Listing 10M objects with and without inventory
Frankly, since I already know that top-to-bottom listing of the entire 10-million bucket will require great dedication (and even greater patience), I’ll just go ahead and limit the operation to the first 100K names (that is, 100 next-page requests):
$ for i in {1..10}; do ais ls s3://ais-10M --limit 100_000 --count-only; done
1: 100,000 names in 18.2s
2: 100,000 names in 20.4s
3: 100,000 names in 20.1s
...
And now, for comparison, the same experiments with the new v3.23 feature called bucket inventory. Except that this time – no excuses: we name every single object in the entire 10M dataset (the names are not shown):
$ for i in {1..10}; do ais ls s3://ais-10M --inventory --count-only; done
1. 10,900,489 names in 1m57s
2. 10,900,489 names in 22.94s
3. 10,900,489 names in 22.7s
...
In conclusion – and discounting the first run whereby aistore takes time to update its in-cluster inventory (upon checking its remote existence and last-modified status) – the difference in resulting latency is, roughly, 94 times.
BLOBs
Moving on: from large datasets – to large individual objects.

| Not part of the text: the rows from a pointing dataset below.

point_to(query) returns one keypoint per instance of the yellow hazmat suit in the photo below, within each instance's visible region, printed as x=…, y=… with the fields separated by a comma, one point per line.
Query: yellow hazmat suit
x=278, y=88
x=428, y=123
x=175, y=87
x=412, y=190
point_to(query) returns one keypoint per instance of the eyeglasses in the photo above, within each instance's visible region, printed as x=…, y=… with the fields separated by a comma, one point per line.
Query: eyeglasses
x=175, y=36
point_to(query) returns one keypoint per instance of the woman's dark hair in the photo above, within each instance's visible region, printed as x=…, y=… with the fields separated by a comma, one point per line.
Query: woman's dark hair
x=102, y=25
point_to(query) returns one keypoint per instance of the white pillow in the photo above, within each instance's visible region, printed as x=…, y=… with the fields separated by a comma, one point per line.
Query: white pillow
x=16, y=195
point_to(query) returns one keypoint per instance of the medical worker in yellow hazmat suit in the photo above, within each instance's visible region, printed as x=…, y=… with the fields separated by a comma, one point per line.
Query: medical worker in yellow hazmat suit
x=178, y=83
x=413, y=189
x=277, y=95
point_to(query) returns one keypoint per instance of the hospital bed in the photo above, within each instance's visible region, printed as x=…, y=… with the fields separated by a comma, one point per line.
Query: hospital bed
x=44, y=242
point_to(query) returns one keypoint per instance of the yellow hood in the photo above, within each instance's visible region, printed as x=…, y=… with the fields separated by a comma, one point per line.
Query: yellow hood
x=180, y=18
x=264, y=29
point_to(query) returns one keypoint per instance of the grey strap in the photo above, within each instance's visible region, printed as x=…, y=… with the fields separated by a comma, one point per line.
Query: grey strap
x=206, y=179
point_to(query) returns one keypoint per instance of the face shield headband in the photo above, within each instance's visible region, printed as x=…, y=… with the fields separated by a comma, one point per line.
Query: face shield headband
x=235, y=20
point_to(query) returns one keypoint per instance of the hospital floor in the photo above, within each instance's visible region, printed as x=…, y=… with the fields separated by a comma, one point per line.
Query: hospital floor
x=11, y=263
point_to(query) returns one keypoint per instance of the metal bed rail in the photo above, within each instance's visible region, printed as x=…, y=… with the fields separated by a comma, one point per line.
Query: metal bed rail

The same persistent question remains: what would be the minimal size that any reasonably unbiased person would recognize as “large”?
Today, the answer will likely fall somewhere in the (1GB, 1PB) range. Further, given some anecdotal evidence – for instance, the fact that Amazon S3 object cannot exceed the “maximum of 5 TB” – we can maybe refine the range accordingly. But it’ll be difficult to narrow it down to, say, one order of magnitude.
A bit of Internet trivia: 1997 USENIX report estimated distribution file types and sizes, with sizes greater than 1MB ostensibly not present at all (or, at least, not discernable in the depicted diagram). And in the year 2000 IBM was publishing special guidelines to overcome 2GB file size limitation.
What I’m going to do now is simply postulate that 1GiB is big enough for at-home experiments
$ ais ls s3://ais-10M --prefix large
NAME SIZE CACHED
largeobj 1.00GiB no
– and immediately proceed to run the second pair of micro-benchmarks:
## GET (and immediately evict) a large object
$ for i in {1..10}; do ais get s3://ais-10M/largeobj /dev/null; ais evict s3://ais-10M/largeobj; done
1. 27.4s
2. 27.3s
3. 28.1s
...
versus:
## GET the same object via blob downloader
$ for i in {1..10}; do ais get s3://ais-10M/largeobj /dev/null --blob-download; ais evict s3://ais-10M/largeobj; done
1. 17.4s
2. 16.9s
3. 18.1s
...
The associated capability is called blob downloading – reading large remote content in fixed-size chunks, in parallel. The feature is available in several different ways, including the most basic RESTful GET (above).
Next steps
Given that “large” only gets bigger, more needs to be done. More can be done as well, including both inventory (that can be provided across all remote aistore-supported backends and managed at finer-grained intervals and/or upon events), and blobs (that should be able to leverage the upcoming chunk-friendly content layout). And more.